Before long, Creed took the opportunity to put the art lovers in the position of being raced past. In 2008, at Tate Britain in London, he exhibited Work No. 850—a sequence of runners sprinting at set intervals through the museum’s Duveen Galleries, the building’s long, neo-Classical grand central hall. The work was extraordinary: a new way to express not only the simple idea of an intensely rendered line but also the idea, I couldn’t help but feel, of the extraneousness of the viewer. The runners passed by almost before you could see them; you felt like an afterthought, something left in their wake. “I think it’s good to see museums at high speed,” Creed reflected after his visit to Palermo. “It leaves time for other things.” Because art is longer than life, time is what we need more of.
The temptation is maybe not to run but to glide past the works Creed is now showing at Hauser & Wirth London, Savile Row (through March 5), or the ones Gabriel Orozco is exhibiting in his midcareer retrospective at London’s Tate Modern (through April 25), where it concludes a long tour that began at the Museum of Modern Art in New York in December 2009. Both artists, neo-Conceptualists in their 40s, make a point of reducing the artistic gesture to the smallest effective intervention into reality; even when the resulting objects are huge, they embody a simple perception, an almost nugatory transformation. Creed and Orozco are widely admired for their subtlety and lightness of touch.
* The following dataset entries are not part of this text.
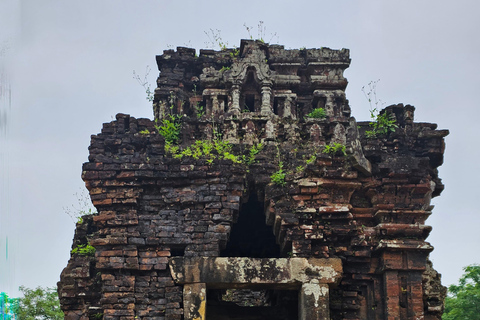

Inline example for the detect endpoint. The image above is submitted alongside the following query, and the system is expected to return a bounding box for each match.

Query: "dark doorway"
[221,193,280,258]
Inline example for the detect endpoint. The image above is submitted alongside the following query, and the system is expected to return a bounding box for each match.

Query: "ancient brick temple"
[58,40,448,320]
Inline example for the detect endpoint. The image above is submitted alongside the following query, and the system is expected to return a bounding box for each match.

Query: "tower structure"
[59,40,448,320]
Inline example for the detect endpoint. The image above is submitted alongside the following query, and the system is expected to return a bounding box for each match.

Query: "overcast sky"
[1,0,479,297]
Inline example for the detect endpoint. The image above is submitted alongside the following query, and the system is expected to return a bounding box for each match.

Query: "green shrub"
[155,114,182,144]
[71,244,96,257]
[270,161,286,186]
[306,108,327,119]
[322,142,347,156]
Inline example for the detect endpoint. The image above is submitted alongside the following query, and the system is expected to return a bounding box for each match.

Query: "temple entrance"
[169,257,342,320]
[221,193,280,258]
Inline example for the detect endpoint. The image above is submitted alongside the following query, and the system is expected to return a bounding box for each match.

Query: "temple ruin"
[58,40,448,320]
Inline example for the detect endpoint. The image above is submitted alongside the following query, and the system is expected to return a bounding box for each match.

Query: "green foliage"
[305,154,316,165]
[166,139,241,164]
[306,108,327,119]
[16,286,63,320]
[323,142,347,156]
[362,80,398,137]
[71,243,96,257]
[365,109,398,138]
[244,143,263,166]
[443,264,480,320]
[155,113,182,145]
[192,84,204,119]
[270,161,286,186]
[229,48,240,59]
[92,313,103,320]
[220,66,231,72]
[139,129,150,135]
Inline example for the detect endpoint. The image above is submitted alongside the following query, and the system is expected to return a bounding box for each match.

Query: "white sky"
[1,0,479,297]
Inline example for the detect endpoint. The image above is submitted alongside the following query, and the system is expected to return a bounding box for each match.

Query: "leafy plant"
[271,167,286,186]
[306,108,327,119]
[220,66,231,72]
[362,80,398,137]
[71,243,96,257]
[92,313,103,320]
[244,143,263,166]
[365,109,398,138]
[192,84,204,119]
[229,48,240,59]
[155,113,182,145]
[305,154,316,165]
[323,142,347,156]
[139,129,150,135]
[16,286,63,320]
[444,264,480,320]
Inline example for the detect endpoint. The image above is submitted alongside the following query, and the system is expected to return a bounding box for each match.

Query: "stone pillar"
[299,283,330,320]
[212,95,219,115]
[230,86,241,114]
[183,283,207,320]
[284,96,292,118]
[261,85,273,115]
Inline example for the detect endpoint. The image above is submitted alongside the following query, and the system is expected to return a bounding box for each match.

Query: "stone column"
[283,96,292,118]
[230,85,241,114]
[183,283,207,320]
[299,283,330,320]
[212,95,219,115]
[261,85,273,115]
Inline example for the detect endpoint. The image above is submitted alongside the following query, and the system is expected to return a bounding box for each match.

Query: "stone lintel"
[169,257,342,289]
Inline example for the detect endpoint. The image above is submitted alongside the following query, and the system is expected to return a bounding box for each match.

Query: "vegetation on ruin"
[133,66,154,102]
[243,21,278,44]
[192,84,205,119]
[71,243,96,257]
[155,113,182,145]
[270,162,286,186]
[322,142,347,156]
[305,154,317,165]
[165,138,263,168]
[362,80,398,137]
[15,286,63,320]
[220,66,231,72]
[306,107,327,119]
[270,145,286,186]
[64,189,97,224]
[443,264,480,320]
[365,110,398,138]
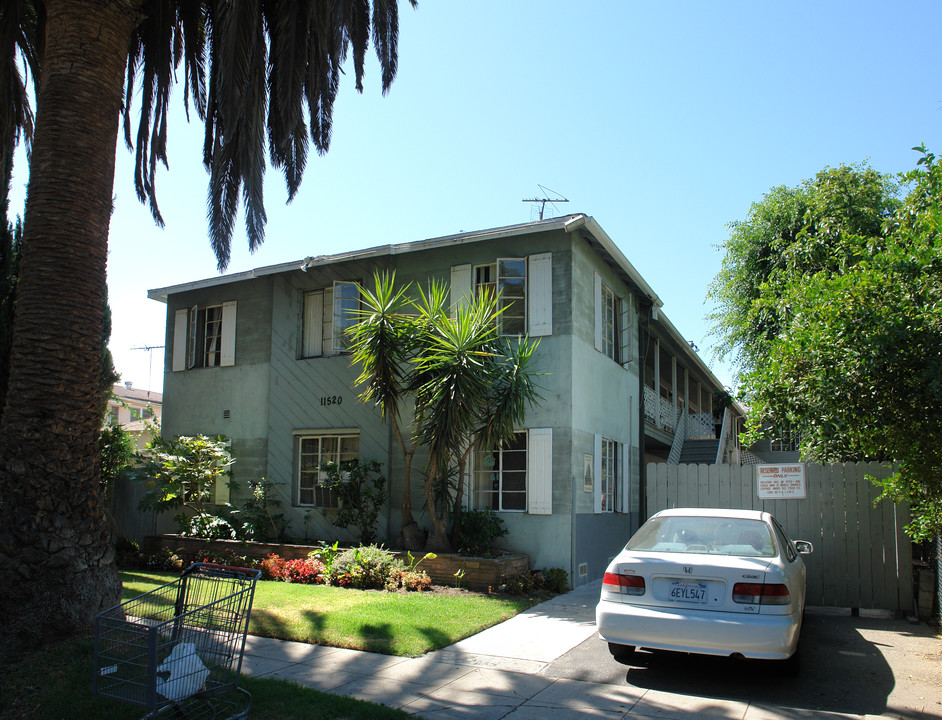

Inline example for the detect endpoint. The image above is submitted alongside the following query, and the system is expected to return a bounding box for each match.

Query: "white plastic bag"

Isn’t viewing their work a matter of quickly registering an implicit idea, like a seed that can grow in one’s mind in retrospect, rather than of the deep looking and extended contemplation one might accord great works of traditional painting and sculpture? To a large extent, yes, but be careful: you might be skating past the point of the work.
It would be impossible to walk by Orozco’s La DS (1993), without at least stopping for a double take: the sculpture is an automobile, a Citroën DS, that has been sliced from bumper to bumper into thirds, with the middle slab removed and the remaining two pressed together. It’s a bit like the mutant car images Peter Cain was painting around the same time, but right there in the flesh. However big and imposing Orozco’s sculpture may be, once you start looking at it, its presence recedes. La DS is an object that seems to be trying to turn into an image. It’s as if the act of looking at it, whereby you intellectually understand what it is that you’re looking at and why it looks that way, can do nothing to convince some other, less conscious part of the brain that it’s seeing what it’s seeing. It’s hard to stop looking, and the car becomes what Roland Barthes in Mythologies said a new Citroën was meant to be, “a purely magical object.”
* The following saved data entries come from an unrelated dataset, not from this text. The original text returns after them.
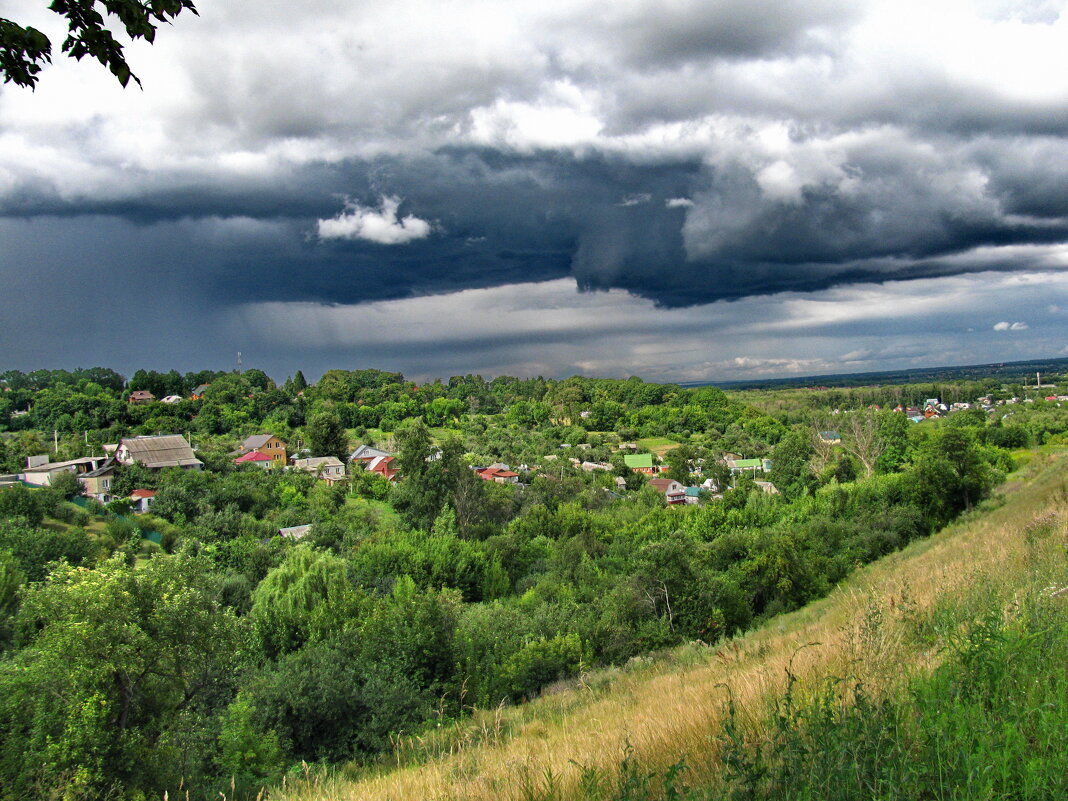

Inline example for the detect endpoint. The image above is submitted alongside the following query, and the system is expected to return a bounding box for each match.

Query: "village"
[7,375,1063,520]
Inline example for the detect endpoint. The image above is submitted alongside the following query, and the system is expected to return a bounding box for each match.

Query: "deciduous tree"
[2,0,198,89]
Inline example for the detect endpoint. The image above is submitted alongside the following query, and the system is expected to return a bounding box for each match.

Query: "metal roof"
[624,453,654,468]
[120,435,202,469]
[242,434,272,450]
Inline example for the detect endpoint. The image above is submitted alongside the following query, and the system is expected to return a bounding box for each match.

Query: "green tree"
[2,0,198,89]
[876,410,911,473]
[249,545,364,658]
[0,550,24,649]
[305,410,349,462]
[0,484,43,525]
[217,693,284,798]
[768,429,814,500]
[0,551,239,800]
[664,444,694,485]
[48,469,83,500]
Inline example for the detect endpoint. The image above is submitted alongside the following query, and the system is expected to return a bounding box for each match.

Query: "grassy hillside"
[272,449,1068,801]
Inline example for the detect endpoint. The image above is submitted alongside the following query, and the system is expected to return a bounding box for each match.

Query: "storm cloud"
[1,0,1067,379]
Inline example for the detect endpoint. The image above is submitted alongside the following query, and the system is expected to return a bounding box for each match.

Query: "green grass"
[344,496,402,527]
[427,427,462,444]
[635,437,680,457]
[345,427,460,448]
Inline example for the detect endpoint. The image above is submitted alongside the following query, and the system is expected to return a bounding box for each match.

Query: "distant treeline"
[684,355,1068,391]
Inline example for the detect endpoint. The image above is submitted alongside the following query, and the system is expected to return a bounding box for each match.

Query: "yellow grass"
[273,449,1068,801]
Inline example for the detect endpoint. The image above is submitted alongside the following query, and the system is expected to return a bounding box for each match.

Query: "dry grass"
[273,450,1068,801]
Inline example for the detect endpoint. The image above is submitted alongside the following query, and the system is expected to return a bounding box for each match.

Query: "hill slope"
[274,449,1068,801]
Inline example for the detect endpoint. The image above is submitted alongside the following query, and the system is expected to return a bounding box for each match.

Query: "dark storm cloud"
[556,0,856,69]
[3,140,1067,315]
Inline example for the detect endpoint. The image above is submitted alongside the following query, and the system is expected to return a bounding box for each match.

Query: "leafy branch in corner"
[1,0,197,89]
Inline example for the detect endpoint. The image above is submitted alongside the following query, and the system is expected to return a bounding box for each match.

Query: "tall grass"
[271,451,1068,801]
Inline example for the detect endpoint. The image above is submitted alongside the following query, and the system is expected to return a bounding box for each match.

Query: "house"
[649,478,686,504]
[160,395,183,404]
[129,489,156,513]
[580,461,610,472]
[21,455,109,487]
[233,451,274,470]
[477,466,520,484]
[190,384,211,400]
[278,524,312,541]
[818,431,841,444]
[349,444,393,464]
[364,455,399,482]
[79,458,118,502]
[128,390,156,404]
[754,480,781,495]
[235,434,288,467]
[116,435,203,471]
[683,486,703,505]
[726,457,764,475]
[293,456,347,484]
[624,453,656,474]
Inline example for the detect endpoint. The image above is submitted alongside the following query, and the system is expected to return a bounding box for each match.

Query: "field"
[635,437,680,458]
[273,448,1068,801]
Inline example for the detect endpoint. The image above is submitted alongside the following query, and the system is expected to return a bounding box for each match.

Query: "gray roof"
[278,524,312,540]
[241,434,277,451]
[120,435,203,469]
[23,456,104,473]
[81,458,117,477]
[349,444,392,462]
[295,456,345,469]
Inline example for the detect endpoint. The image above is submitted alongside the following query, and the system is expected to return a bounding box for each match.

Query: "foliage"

Something similar might be said of another of Orozco’s best works, Black Kites (1997)—a human skull on which the artist has drawn a checkerboard grid in graphite. Of course, to draw a grid on a complex, irregular surface like that of a skull is strictly speaking impossible, so the squares that make up the grid get distorted into all sorts of stretched-out shapes, mostly but not always four-sided—kites, as the title has it. Again, a double perspective is forced on the viewer: any given shape has to be seen both as a shape in its own right and as a distorted square, a square in anamorphic perspective. Black Kites is also a brilliant twist on art history. In his 1533 painting The Ambassadors, Hans Holbein famously used anamorphic perspective to insert the image of a skull into a symbolic double portrait; Orozco uses the skull as a device to disfigure the supposedly rational structure of the grid.